The following
interview with Gary Kelly in
Business Traveler News should be of interest to Lonestar and the other members of the "Flat Earth Society" who keep asking "What does AirTran bring?" and fantasize about a separate 717 operation. Here is an excerpt:
BTN: You said you see a few dozen cities where you can expand. Is that independent of AirTran?
Kelly: I think it is, in the sense that after almost 40 years we served just 72 cities. With or without AirTran, we have all these additional cities that we'd consider.
The point is that AirTran improves the prospects of adding those new cities faster and more profitably. If you think about Atlanta as an example, they've already got that business up and running for us at 200 flights a day. I'm not sure, absent the AirTran deal, when we might add Atlanta—and it could be never.

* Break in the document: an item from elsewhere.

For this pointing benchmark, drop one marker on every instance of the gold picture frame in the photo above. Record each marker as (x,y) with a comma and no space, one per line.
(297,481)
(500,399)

The other thing that AirTran does is that we've got the [Boeing] 737-700 sweet spot in our fleet. We're going to augment that with a bigger airplane, and we're also going to augment that with a smaller airplane for the sole purpose of serving smaller communities with less frequency. That is a market that we had been unable to crack, if for no other reason than we felt like we didn't have the right airplane for it, and it's really tough to take that first step. It takes a lot of effort to bring a new aircraft type onto the property. By definition, you're only going to have a handful of airplanes, and in the beginning it only provides some incremental contribution at best.
Here, we're stepping into a business: They've got it up and running, they've got 86 airplanes, and they've already plowed that ground. We can take what they've got, put the Southwest brand on it, plug it into our much larger network, then grow it from there.
AirTran does a number of different things for us and that's why we think it's such a compelling opportunity.